[MDEV-28880] Upgrade from MariaDB 10.3.32 to MariaDB 10.6.8 has errors/issues/documentation Created: 2022-06-17  Updated: 2023-01-22

Status: Open
Project: MariaDB Server
Component/s: Storage Engine - InnoDB
Affects Version/s: 10.3.32, 10.6.8
Fix Version/s: 10.6

Type: Bug Priority: Major
Reporter: F K Assignee: Thirunarayanan Balathandayuthapani
Resolution: Unresolved Votes: 0
Labels: Compatibility, innodb
Environment:

Red Hat Enterprise Linux release 8.6 (Ootpa)
Official MariaDB repo


Issue Links:
Relates
relates to MDEV-24412 Mariadb 10.5: InnoDB: Upgrade after a... Closed

 Description   

Hello,
We upgraded 5 slaves and 1 master from MariaDB 10.3.32 to MariaDB 10.6.8
Here are error, issue, documentation suggestions we encountered.

1.
4 of 5 of the slaves had the following error:

[ERROR] InnoDB: Upgrade after a crash is not supported. The redo log was created with MariaDB 10.3.32.

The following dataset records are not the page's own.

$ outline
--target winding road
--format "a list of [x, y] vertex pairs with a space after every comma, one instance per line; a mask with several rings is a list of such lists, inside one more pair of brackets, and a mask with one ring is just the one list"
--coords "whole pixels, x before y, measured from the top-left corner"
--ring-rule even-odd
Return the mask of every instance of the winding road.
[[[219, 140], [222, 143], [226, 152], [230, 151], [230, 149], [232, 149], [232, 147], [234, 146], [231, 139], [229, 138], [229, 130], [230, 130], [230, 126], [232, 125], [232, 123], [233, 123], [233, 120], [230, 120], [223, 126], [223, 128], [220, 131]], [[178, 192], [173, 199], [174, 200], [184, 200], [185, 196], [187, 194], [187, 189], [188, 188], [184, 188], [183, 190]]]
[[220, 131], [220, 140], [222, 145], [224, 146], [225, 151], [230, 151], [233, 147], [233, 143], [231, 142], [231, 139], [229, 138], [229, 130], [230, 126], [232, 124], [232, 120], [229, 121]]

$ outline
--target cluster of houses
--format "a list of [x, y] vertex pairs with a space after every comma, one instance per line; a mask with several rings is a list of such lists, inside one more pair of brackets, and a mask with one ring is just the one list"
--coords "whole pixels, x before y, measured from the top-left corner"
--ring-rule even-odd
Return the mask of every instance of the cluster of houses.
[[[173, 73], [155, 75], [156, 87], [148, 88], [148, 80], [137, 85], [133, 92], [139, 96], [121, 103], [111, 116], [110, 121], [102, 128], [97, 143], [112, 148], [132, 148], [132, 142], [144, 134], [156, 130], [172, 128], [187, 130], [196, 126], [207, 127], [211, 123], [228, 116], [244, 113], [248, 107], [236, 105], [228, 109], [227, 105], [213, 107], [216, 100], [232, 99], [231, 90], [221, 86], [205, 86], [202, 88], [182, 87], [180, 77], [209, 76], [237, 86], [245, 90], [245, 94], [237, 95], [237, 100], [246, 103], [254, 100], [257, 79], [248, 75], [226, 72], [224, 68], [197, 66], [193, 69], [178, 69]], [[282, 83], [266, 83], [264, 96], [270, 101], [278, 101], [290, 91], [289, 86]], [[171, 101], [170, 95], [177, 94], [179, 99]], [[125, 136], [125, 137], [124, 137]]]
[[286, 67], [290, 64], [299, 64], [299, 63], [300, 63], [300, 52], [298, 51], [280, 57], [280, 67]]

preventing startup after upgrade. so mariadb_upgrade could not be run and server could not be started

Therefore we downgraded back to 10.3.32 and ran MySQL commands

SET GLOBAL innodb_fast_shutdown = 0;
SET GLOBAL innodb_buffer_pool_dump_at_shutdown=OFF;

then shutdown then upgraded to 10.6.8 again with the same problem.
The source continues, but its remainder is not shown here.